Adellos’s posture and expression didn’t change.

“How can you be so certain?”

Adellos closed his eyes. “Daughter,” he said, sinking, once again, into the room’s only chair.

“Because he held their memories.”

“The Tha’alaan—”

“He can’t return the memories to the Tha’alaan. He’s right in that. There will be another Tessa, another Jerrin, another Tobi. If you find ways to hamper them—and you will—they’ll find ways to sneak out of the house. But the memories he took he can’t return.”

“What better way to assure that those memories remain hidden than to kill them?”

Severn nodded. “That’s probably why they were killed.” To the older man, he added, “Those deaths weren’t accidental, were they?”

“No.”

“And you knew they’d been murdered.”

“I did not know it at the time of their deaths. Had she not died, I believe Tessa would have been capable of bearing the mantle of castelord. There were memories that she kept hidden by threading them through the Tha’alaan in strands so fine they were impossible to entirely disentangle. Jerrin and Tobi were not her equals.”

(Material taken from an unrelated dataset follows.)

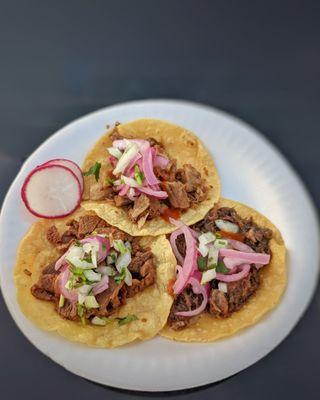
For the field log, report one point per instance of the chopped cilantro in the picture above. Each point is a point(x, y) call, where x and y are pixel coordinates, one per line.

“Why did you not hide the early memories?”

“They had living parents, living family. They had friends. They were dead—some token had to be left so that the burden of their loss could be shared. And Tessa was, as I said, adept at hiding.”

“Did you know that their deaths weren’t accidental when they died?”

“No.”

Ybelline’s brow rippled.

“Do you know the identity of their killer or killers?”

Silence.

“They weren’t Tha’alani.”

“No.”

Severn exhaled. “You said that justice has already been done.”

The old man—and it seemed to Severn that he had gained decades as he occupied this chair—nodded.

“You didn’t kill the witnesses that were to be questioned by the Halls of Law.”